Franz Grüter (SVP/Lucerne)
Fathi Derder (FDP/Vaud) and Christine Bulliard-Marbach (CVP/Freiburg)
Kathy Riklin (CVP/Zürich)
“A presence in Silicon Valley is essential”
As part of ICTswitzerland’s seventh seminar for parliament members, four National Council members visited the Swisscom Outpost in Palo Alto. Kathy Riklin (CVP, Zürich), Christine Bulliard-Marbach (CVP, Freiburg), Fathi Derder (FDP, Vaud), and Franz Grüter (SVP, Lucerne) are convinced of the importance of Swisscom’s presence in Silicon Valley and were visibly impressed by the innovation and dynamism that prevails here.
Marc Wälti, Palo Alto, 5 November 2017
The goal of the short four-day trip was a better understanding of what demands technological change will make on business models, ways of life and work, and on the regulatory environment.

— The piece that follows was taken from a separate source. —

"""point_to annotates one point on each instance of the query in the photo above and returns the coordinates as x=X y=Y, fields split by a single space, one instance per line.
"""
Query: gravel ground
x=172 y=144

Among the members of parliament, a major topic was especially the question of digitalization and the role of the state. On behalf of the Outpost, Lukas Peter (CEO) and Nicolas Fulpius (CDO) explained Swisscom’s objectives in Silicon Valley. They pointed out the risks and opportunities awaiting Swiss start-ups and the Swiss economy as a whole in the age of innovation and disruption.
Swisscom as a Goodwill Ambassador for Switzerland
The four National Council members were clearly as impressed by their visit to the Outpost as they were by the fact that Swisscom has a presence here. Franz Grüter (SVP/Lucerne), visiting Silicon Valley for the 18th time, describes the area around San Francisco and Palo Alto as one of the world’s most important places: “I think it’s great that Swisscom doesn’t just think about tending its own little garden and instead puts out feelers in a region where the big stories are being written.”
Fathi Derder (FDP/Vaud), whose familiarity with the region reaches back twenty years, even goes one step further: “A presence in Silicon Valley is indispensable for a company like Swisscom. The best people are here. You’re right at the heart of the action and can witness developments up close or in an ideal case even be a part of them.” Derder thought that Swiss companies should increasingly try to follow Swisscom’s example of building up a presence here while keeping their company headquarters in Switzerland.
With its presence in Silicon Valley, Kathy Riklin (CVP/Zürich) even describes Swisscom as a goodwill ambassador for Switzerland: “I’m convinced that this kind of engagement will pay off in the long term for Swisscom and for Switzerland.” And fellow party member Christine Bulliard-Marbach (Freiburg) adds that the experience being gained here will flow back to Switzerland and further strengthen its educational system and capacity for innovation.
A Question of Regulating Digitalization
Speakers such as John T. Chambers, Executive Chairman of Cisco Systems, and Toomas Hendrik Ilves, former president of Estonia, left a strong impression with their views that the only way to regulate digitalization is through strong political leadership. Fathi Derder (FDP/Vaud) also shares that conviction and sees a need to make up lost ground: “To date we still don’t have a clear policy for regulating digitalization in Switzerland. Various departments may be addressing the issue, but a common strategy is still lacking.”
For Christine Bulliard-Marbach (CVP/Freiburg), who will chair the parliamentary Science, Education and Culture Committee (SECC) for the next two years, what counts is creating confidence in the various areas that are affected by digitalization: “We’ll achieve that with the necessary information and consultation, and if necessary by revising laws, for example concerning data protection.”
Questioning Critically and Accepting Failure
Influenced by his many impressions of Silicon Valley, Franz Grüter (SVP/Lucerne) noted that Switzerland’s role in current developments is not prominent: “We can’t keep relaxing if we want to remain at the forefront. In a positive sense, we have to ask ourselves critical questions and be open for what comes next.”
And Kathy Riklin (CVP/Zürich), who wants to bring the spirit of innovation that prevails here back to Switzerland with her as an inspiration, was clearly impressed by something that’s not typically Swiss: “The culture of failing is completely accepted here and is seen more as an opportunity than as a drama. We can certainly learn from this too and be inspired by it.”